I opted for the Porta Trace 10”x12” – it was large enough to accommodate the lantern slides that needed digitizing but small enough to be able to fit in my backpack for easy transportation. The lightsource is LED which gives a more even distribution of light and does not heat up as quickly as other light sources. Purchasing this particular light box discounted our ability to digitize the glass plate negatives as they were too large but luckily, GSMT had a light box that was big enough to accommodate them, enabling their digitization as well – a bonus!

The light box and macro lens worked extremely well for the lantern slides and all 78 were digitized successfully.
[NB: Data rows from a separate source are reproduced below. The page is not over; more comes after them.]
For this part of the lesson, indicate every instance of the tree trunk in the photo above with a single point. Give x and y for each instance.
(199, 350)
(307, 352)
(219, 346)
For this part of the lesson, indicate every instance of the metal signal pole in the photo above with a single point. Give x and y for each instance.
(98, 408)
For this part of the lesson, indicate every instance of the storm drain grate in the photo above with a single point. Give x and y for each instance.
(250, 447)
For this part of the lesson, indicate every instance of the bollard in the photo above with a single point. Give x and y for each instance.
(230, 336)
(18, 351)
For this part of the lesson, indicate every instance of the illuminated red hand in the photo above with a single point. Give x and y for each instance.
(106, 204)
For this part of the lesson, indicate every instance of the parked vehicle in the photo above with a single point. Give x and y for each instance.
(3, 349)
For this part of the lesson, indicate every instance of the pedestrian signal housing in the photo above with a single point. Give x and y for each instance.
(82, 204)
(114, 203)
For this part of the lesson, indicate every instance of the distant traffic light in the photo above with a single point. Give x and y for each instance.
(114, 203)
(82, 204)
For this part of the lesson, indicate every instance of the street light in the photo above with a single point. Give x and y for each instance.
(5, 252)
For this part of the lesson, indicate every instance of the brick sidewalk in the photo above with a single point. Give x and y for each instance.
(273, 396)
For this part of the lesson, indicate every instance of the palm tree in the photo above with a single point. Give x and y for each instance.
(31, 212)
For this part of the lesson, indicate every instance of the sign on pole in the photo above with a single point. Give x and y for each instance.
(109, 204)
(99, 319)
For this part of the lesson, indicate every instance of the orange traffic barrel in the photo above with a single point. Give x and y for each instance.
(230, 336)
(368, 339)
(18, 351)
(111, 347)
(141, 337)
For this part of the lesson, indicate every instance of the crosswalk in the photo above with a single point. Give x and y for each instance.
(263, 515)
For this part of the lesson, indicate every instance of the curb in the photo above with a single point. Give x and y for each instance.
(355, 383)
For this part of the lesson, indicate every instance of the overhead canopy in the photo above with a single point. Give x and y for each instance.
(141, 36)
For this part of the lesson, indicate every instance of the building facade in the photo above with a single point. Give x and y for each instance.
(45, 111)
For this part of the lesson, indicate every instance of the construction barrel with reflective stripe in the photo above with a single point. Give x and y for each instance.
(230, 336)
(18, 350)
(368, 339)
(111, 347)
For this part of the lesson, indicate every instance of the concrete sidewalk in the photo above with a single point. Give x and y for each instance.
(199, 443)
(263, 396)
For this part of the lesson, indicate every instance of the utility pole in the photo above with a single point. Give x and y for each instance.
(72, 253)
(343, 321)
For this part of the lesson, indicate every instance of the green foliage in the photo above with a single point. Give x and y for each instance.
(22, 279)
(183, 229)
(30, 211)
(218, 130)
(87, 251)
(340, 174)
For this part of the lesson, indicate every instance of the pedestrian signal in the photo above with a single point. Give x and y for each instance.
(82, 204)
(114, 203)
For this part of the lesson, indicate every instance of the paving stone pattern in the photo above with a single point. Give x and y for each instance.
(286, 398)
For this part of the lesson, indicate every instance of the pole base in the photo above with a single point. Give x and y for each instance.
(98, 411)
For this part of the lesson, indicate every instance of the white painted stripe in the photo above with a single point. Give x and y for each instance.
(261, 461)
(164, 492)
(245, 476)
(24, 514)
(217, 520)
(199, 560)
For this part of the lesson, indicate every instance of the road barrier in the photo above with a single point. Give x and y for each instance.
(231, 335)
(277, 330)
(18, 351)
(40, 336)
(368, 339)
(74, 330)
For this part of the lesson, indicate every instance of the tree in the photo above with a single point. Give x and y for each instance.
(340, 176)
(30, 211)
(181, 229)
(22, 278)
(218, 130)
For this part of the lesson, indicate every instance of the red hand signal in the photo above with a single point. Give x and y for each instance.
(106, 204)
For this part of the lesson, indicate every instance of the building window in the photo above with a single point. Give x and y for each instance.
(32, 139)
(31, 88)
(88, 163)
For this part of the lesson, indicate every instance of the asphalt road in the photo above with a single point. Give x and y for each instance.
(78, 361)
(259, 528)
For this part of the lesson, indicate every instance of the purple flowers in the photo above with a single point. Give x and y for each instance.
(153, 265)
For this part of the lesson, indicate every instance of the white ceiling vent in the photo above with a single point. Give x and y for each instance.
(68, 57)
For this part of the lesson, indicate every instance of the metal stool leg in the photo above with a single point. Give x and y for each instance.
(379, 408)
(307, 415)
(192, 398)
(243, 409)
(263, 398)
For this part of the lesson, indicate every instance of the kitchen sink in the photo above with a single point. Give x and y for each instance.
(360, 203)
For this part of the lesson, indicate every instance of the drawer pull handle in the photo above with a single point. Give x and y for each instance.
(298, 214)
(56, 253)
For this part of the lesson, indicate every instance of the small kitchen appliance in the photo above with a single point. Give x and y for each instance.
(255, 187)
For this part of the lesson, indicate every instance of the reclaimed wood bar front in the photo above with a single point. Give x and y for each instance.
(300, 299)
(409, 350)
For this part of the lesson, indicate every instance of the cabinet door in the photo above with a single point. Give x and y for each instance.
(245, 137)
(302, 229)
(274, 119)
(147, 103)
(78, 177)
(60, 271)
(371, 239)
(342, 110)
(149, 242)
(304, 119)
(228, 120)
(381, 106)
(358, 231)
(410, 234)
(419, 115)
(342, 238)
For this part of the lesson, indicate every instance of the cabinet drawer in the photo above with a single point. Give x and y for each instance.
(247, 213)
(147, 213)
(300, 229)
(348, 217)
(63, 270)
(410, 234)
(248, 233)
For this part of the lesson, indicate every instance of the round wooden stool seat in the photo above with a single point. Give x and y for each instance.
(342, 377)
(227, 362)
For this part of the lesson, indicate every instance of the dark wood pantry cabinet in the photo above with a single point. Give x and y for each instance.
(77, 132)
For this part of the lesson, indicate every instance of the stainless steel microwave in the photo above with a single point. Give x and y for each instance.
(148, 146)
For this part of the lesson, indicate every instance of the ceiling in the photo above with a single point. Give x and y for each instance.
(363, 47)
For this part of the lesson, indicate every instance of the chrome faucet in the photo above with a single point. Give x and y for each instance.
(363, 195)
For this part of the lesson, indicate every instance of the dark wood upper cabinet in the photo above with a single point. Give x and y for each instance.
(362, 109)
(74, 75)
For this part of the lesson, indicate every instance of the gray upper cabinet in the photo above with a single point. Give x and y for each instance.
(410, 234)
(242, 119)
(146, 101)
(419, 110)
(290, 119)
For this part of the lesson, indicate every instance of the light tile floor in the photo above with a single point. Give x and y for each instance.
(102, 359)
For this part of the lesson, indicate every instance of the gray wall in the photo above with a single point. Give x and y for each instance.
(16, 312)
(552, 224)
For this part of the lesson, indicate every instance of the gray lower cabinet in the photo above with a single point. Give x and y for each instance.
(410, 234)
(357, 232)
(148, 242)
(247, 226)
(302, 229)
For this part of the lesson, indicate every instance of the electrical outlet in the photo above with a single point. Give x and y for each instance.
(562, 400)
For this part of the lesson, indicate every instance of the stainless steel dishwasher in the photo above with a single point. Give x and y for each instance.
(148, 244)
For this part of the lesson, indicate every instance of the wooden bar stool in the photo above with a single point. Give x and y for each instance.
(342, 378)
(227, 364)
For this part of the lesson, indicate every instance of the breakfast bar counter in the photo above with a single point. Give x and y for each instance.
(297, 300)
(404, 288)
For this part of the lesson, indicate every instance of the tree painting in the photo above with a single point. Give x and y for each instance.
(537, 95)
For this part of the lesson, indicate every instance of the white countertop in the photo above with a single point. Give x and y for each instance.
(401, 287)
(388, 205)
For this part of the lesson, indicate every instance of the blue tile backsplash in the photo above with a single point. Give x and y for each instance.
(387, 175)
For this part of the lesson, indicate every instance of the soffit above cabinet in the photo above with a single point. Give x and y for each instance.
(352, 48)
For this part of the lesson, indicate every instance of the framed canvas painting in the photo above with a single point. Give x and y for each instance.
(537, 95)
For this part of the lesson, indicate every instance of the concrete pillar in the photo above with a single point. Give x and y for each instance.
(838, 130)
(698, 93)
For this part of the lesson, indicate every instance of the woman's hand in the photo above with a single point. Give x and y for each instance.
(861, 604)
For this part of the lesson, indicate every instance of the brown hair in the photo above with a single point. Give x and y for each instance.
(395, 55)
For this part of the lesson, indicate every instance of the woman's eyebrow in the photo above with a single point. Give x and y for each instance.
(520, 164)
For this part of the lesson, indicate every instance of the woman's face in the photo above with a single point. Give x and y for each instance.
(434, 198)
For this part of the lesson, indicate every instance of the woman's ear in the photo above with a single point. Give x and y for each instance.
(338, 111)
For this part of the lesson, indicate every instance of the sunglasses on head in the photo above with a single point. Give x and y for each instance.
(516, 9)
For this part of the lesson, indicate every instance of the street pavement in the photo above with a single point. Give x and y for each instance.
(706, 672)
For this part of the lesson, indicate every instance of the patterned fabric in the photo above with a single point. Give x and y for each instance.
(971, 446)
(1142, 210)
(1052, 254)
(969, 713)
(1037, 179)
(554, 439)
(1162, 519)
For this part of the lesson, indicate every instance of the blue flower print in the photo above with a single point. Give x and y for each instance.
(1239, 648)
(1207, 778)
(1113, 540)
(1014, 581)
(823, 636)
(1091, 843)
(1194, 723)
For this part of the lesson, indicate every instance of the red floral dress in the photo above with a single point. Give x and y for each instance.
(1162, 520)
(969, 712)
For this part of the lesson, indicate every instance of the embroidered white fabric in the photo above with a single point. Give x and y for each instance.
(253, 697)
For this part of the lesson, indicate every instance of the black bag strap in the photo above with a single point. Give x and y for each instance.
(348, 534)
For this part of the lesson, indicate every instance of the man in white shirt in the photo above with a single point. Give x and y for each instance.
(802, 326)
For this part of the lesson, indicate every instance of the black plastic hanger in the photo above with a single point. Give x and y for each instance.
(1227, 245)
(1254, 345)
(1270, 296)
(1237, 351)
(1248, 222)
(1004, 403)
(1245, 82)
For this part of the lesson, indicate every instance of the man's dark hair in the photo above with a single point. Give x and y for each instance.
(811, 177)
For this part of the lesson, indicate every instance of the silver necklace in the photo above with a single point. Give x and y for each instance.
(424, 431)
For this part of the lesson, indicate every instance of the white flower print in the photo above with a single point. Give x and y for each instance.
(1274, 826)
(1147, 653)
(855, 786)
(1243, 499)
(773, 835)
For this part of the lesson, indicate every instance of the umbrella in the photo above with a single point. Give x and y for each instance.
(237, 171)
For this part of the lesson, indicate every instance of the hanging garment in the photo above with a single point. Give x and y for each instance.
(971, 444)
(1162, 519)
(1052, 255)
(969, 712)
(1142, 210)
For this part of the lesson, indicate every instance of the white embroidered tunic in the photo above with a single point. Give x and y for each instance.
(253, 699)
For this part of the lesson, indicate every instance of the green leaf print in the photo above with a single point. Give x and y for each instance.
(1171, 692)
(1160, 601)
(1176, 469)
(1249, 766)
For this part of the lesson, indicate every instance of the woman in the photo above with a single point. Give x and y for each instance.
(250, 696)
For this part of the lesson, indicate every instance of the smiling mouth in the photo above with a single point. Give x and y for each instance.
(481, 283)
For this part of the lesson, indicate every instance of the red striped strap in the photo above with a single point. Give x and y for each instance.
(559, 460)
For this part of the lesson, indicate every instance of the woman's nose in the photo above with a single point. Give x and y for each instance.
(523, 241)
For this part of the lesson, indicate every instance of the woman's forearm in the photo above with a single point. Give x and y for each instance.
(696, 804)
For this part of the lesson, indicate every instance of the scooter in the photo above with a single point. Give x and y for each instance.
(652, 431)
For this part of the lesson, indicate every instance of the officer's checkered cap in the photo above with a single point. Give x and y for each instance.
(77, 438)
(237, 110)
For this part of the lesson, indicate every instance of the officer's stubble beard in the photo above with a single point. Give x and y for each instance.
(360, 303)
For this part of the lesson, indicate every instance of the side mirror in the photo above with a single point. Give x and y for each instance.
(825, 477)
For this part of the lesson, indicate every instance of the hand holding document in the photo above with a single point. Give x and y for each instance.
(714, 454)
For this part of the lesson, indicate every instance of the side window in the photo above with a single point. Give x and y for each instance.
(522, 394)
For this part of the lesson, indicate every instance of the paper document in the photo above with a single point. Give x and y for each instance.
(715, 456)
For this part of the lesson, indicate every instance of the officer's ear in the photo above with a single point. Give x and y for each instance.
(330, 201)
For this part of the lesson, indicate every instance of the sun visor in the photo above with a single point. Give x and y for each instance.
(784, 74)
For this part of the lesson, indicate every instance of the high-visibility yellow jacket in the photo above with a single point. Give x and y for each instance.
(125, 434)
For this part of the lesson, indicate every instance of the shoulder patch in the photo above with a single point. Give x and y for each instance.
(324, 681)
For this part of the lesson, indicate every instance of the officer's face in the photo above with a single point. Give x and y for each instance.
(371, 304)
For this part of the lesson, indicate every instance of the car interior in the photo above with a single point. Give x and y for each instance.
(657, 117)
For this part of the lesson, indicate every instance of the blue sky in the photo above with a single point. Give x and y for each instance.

We are glad of the opportunity we had to work with GSMT and are happy that not only were we able to expand our kit enabling us to accommodate the digitization of different formats but also that we were able to digitize GSMT’s material successfully and allow access of them to wider audiences.

One of the lantern slides digitized with our light box and camera.

One of the lantern slides digitized with our light box and camera.

Wrapping It All Up: Institutional Scanning at Fordham University

All good things must come to an end. And, so it is, that June saw me wheel my mobile digitization kit to the last institution we would be working with as part of the Culture in Transit project.

Fordham University was my last stop. Set in lush grounds, high up in the Bronx, it neighbors our very first CIT institution, the Wildlife Conservation Society – a nice way to wrap up the project; to end where we began!

The items to be digitized were a collection of pamphlets and broadsides concerned with the Italian Unification. This was the political and social movement during the nineteenth century that saw the consolidation of different states of the Italian peninsula form into the Kingdom of United Italy.

One of the broadsides scanned at Fordham University.

One of the broadsides scanned at Fordham University.

The pamphlets and broadsides are an important collection of documents that offer detail into the Italian Unification from the perspective of the Catholic Church. They give a snapshot of the Church at a specific time and place and deal with not only the politics of the Unification but touch on different aspects of the unification process as well as general daily life during this period from a Catholic point of view.

The scanning at Fordham also provided a great new testing opportunity for a new scanner we added to our kit recently; the Epson 11000XL*. This is a tried and tested scanner that is reliably used in many an archive across the country and also internationally. We wanted to add it to the kit to offer more flexibility in the size of documents we could scan as well as the flexibility to be able to digitize a broader range of transparencies compared to the V600.

One of the broadsides scanned using the Epson 11000XL.

One of the broadsides scanned using the Epson 11000XL.

We love our V600 but this addition allows us to offer an even more comprehensive service and certainly, in this instance, allowed us to digitize the Fordham pamphlets with ease. The scan bed was large enough on the 11000XL to scan the pamphlet 2 pages at a time; the V600 would have only allowed for 1 page at a time, so more time would have been spent, positioning the pamphlet on the scan bed, adjusting the filename and doing the pre-scan in Silverfast – only seconds for each page but it would have added up to substantial minutes over all pamphlets scanned. It does take longer to scan with the Epson 11000XL vs. the V600 but I don’t view this as lost time as I was able to work on metadata and derivative creation/derivative editing whilst the 11000XL scanned.

There’s a lot of activity going on behind the scenes now to prepare the collection for ingest in METRO’s Digital Culture. We’ll be, as always, announcing the publication of the collection on Twitter in the coming weeks – so stay tuned!

*disclaimer: The Epson 11000XL is much larger and heavier than the V600. It isn’t our first choice scanner for mobile digitization jobs – but we love it all the same!